Let $\Gamma \subset\mathbb{R}^n$ be an integer lattice and $\Gamma^*$ its dual lattice (that is, $\langle\gamma,\gamma^*\rangle \in \mathbb{Z}$ for all $\gamma \in \Gamma$ and $\gamma^* \in \Gamma^*$, with the usual inner product).
Consider a linear map $M: \mathbb{R}^n \to \mathbb{R}^n$ that preserves the lattice, that is, $M\Gamma \subset \Gamma$ and all of its eigenvalues have $|\lambda| > 1$. If $\eta_1,...,\eta_m$ are the representatives of the cosets of the quotient group ${(M^*)}^{-1}\Gamma^* / \Gamma^*$, show that, for $\gamma \not\in M\Gamma$,
\begin{equation} \sum_{q=1}^m e^{2\pi i \langle\gamma,\eta_q\rangle} = 0 \end{equation}
First, I have proven that
- $|\det M| = m \in \mathbb{Z}_{>0}$, so $M$ is invertible (as is $M^*$);
- both quotient groups $\Gamma/M\Gamma$ and ${(M^*)}^{-1}\Gamma^* / \Gamma^*$ have order $m$;
so everything in the question is well-defined.

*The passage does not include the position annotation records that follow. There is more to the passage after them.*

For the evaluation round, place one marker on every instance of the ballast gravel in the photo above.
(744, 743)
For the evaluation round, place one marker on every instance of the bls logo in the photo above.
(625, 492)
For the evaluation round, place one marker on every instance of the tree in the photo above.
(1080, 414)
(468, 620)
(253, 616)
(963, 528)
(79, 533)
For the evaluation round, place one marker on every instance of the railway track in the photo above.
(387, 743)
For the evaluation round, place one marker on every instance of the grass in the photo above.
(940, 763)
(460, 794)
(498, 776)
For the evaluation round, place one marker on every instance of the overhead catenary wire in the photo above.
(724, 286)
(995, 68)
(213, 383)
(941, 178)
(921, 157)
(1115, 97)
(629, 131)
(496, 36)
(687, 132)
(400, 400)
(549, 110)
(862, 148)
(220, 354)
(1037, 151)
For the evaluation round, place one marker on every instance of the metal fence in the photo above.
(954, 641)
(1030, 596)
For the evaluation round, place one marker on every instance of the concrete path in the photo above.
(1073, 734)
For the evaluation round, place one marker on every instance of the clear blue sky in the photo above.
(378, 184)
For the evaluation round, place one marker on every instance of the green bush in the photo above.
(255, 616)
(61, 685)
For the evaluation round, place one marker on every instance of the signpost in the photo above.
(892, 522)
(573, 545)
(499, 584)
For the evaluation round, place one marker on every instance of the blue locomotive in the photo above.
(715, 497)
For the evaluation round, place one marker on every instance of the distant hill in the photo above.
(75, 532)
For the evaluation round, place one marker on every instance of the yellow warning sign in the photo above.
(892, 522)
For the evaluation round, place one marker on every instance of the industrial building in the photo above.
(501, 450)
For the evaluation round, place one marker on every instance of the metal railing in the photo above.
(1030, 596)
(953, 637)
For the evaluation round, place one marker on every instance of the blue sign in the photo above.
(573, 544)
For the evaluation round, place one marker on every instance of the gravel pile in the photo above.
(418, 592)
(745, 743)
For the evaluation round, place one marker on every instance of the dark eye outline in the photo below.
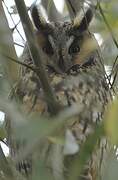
(48, 49)
(74, 49)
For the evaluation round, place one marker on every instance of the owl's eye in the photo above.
(48, 50)
(74, 49)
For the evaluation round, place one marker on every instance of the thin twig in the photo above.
(15, 26)
(4, 166)
(52, 103)
(107, 24)
(19, 62)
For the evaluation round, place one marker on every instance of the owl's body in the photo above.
(77, 77)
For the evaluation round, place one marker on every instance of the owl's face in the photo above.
(63, 43)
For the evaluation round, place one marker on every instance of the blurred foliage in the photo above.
(35, 128)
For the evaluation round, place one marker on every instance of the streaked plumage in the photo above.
(77, 76)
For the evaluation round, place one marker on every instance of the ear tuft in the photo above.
(84, 23)
(38, 19)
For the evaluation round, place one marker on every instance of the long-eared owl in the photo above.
(76, 74)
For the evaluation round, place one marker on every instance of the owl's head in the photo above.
(64, 44)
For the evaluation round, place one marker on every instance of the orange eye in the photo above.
(74, 49)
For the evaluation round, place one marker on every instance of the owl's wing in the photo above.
(87, 92)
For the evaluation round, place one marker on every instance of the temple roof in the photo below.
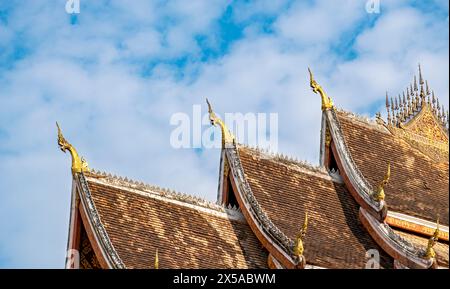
(287, 189)
(187, 232)
(418, 184)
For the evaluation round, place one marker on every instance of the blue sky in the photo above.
(115, 73)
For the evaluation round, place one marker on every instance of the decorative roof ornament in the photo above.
(327, 103)
(79, 165)
(298, 246)
(379, 195)
(430, 253)
(228, 138)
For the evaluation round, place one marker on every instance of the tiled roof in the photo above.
(140, 220)
(287, 189)
(418, 185)
(441, 248)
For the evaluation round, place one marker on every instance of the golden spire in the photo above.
(379, 194)
(78, 164)
(298, 246)
(156, 260)
(429, 253)
(327, 103)
(227, 137)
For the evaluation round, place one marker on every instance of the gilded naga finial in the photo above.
(78, 164)
(430, 253)
(298, 246)
(327, 103)
(156, 260)
(227, 137)
(379, 194)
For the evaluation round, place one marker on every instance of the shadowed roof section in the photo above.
(418, 185)
(286, 190)
(441, 248)
(139, 222)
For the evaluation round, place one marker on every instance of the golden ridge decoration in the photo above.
(379, 194)
(156, 260)
(79, 165)
(227, 137)
(298, 246)
(327, 103)
(430, 253)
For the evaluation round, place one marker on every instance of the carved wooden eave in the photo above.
(415, 225)
(355, 181)
(424, 133)
(271, 237)
(83, 207)
(400, 249)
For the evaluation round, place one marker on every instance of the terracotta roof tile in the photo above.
(185, 236)
(441, 248)
(285, 190)
(418, 185)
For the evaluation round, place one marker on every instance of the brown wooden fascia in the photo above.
(267, 241)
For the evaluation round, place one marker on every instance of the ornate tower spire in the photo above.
(79, 165)
(327, 103)
(298, 246)
(379, 195)
(228, 138)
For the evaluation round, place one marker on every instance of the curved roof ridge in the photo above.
(162, 192)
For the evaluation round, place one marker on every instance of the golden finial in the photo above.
(156, 260)
(227, 137)
(379, 194)
(327, 103)
(78, 164)
(298, 246)
(430, 253)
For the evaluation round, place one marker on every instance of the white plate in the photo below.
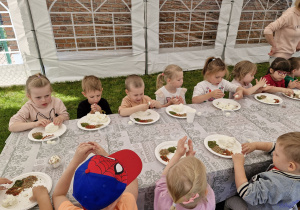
(170, 108)
(290, 96)
(271, 96)
(83, 119)
(165, 145)
(214, 138)
(24, 202)
(226, 101)
(62, 129)
(151, 115)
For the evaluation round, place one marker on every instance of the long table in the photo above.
(255, 121)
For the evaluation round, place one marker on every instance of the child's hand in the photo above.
(217, 93)
(292, 84)
(248, 148)
(42, 122)
(98, 150)
(58, 120)
(238, 158)
(4, 181)
(174, 100)
(155, 104)
(38, 191)
(261, 82)
(288, 91)
(95, 108)
(83, 150)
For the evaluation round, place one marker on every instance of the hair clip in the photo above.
(191, 199)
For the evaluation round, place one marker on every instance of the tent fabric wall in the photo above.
(70, 66)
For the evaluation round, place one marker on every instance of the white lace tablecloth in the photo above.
(255, 121)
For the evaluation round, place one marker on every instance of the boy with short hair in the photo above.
(92, 90)
(278, 188)
(136, 100)
(100, 182)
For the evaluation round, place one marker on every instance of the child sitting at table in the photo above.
(92, 90)
(243, 74)
(171, 93)
(276, 74)
(136, 100)
(41, 108)
(278, 188)
(214, 85)
(101, 182)
(183, 184)
(290, 78)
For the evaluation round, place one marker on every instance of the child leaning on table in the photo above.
(290, 78)
(171, 93)
(136, 100)
(183, 184)
(243, 74)
(92, 90)
(213, 86)
(101, 182)
(41, 108)
(278, 188)
(276, 74)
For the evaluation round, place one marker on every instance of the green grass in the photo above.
(12, 98)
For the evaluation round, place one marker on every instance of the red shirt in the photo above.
(271, 82)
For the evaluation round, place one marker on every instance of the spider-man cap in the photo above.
(100, 180)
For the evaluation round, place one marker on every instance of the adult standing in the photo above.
(287, 33)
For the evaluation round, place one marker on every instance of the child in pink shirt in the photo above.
(183, 184)
(41, 109)
(276, 74)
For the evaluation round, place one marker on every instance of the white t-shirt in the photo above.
(205, 87)
(164, 96)
(235, 82)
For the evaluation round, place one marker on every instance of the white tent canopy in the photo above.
(230, 35)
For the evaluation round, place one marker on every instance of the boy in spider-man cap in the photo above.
(102, 182)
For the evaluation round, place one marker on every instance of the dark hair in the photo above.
(280, 64)
(213, 65)
(295, 63)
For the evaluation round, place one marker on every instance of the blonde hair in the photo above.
(134, 81)
(182, 186)
(36, 81)
(212, 66)
(91, 83)
(242, 68)
(291, 145)
(297, 4)
(169, 73)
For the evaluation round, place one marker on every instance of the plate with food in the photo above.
(92, 122)
(145, 117)
(178, 110)
(223, 146)
(165, 151)
(295, 96)
(226, 104)
(17, 195)
(268, 98)
(47, 133)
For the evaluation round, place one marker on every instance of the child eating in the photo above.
(136, 100)
(92, 90)
(278, 188)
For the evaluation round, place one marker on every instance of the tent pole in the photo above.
(35, 39)
(146, 36)
(227, 31)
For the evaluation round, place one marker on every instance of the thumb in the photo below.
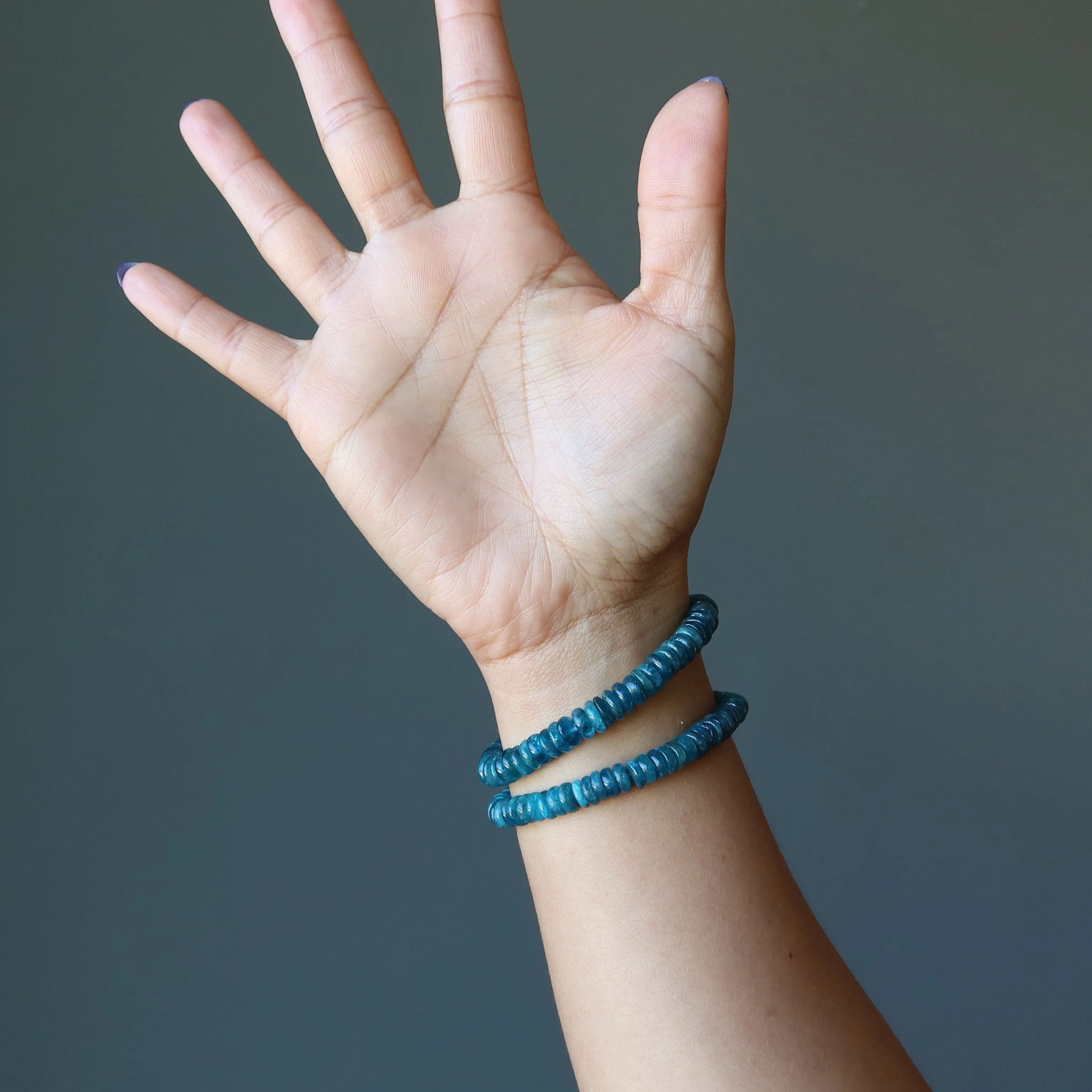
(681, 211)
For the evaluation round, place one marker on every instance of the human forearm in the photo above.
(682, 953)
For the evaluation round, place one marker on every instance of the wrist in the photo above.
(599, 649)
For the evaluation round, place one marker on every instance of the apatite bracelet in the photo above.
(502, 767)
(508, 810)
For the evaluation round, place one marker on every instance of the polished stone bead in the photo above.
(671, 759)
(659, 762)
(648, 680)
(665, 661)
(571, 733)
(557, 739)
(578, 792)
(598, 788)
(606, 714)
(550, 746)
(625, 697)
(609, 782)
(585, 724)
(679, 751)
(700, 741)
(688, 745)
(594, 717)
(613, 702)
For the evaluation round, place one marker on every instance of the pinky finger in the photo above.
(261, 362)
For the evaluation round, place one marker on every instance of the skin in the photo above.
(531, 454)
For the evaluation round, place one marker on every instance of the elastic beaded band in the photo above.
(502, 767)
(508, 810)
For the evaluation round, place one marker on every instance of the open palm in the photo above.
(522, 447)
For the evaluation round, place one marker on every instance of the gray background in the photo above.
(206, 883)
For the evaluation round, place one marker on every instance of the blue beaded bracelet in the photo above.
(508, 810)
(502, 767)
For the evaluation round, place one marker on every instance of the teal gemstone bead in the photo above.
(508, 810)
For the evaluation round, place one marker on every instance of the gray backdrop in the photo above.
(206, 883)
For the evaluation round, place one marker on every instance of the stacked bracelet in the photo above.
(500, 767)
(508, 810)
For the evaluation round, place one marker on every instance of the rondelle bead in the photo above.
(499, 766)
(670, 758)
(622, 778)
(550, 745)
(598, 788)
(582, 724)
(625, 697)
(508, 810)
(606, 713)
(648, 679)
(568, 799)
(615, 703)
(679, 751)
(594, 717)
(571, 733)
(665, 660)
(686, 742)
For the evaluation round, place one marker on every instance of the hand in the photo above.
(524, 448)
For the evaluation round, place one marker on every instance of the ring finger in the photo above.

My hunch is that those exponentials are actually $m$-th roots of unity (or maybe some prime factor of $m$), for which I found strong evidence:
- $\langle \gamma, M^* \eta_q\rangle = n_q \in \mathbb{Z}$ for all $q = 1,...,m$. This comes from $\eta_q \in (M^*)^{-1}\Gamma^*$, so $M^* \eta_q \in \Gamma^*$.
- Even more, we can take $\eta_q$ such that $n_q \in \mathbb{Z}/m\mathbb{Z}$, since it's in an equivalence class.
- If the hunch is true, then the sum is equivalent to $\langle \gamma,\eta_q \rangle = \frac{n_q}{m}$, which is similar to the previous point.
This may be obvious for those that work with lattices, but I've been working with them for only about 2 weeks, in the context of multidimensional wavelets. It doesn't help that my algebra is quite rusty. Sorry if a similar question was asked, but I didn't find it.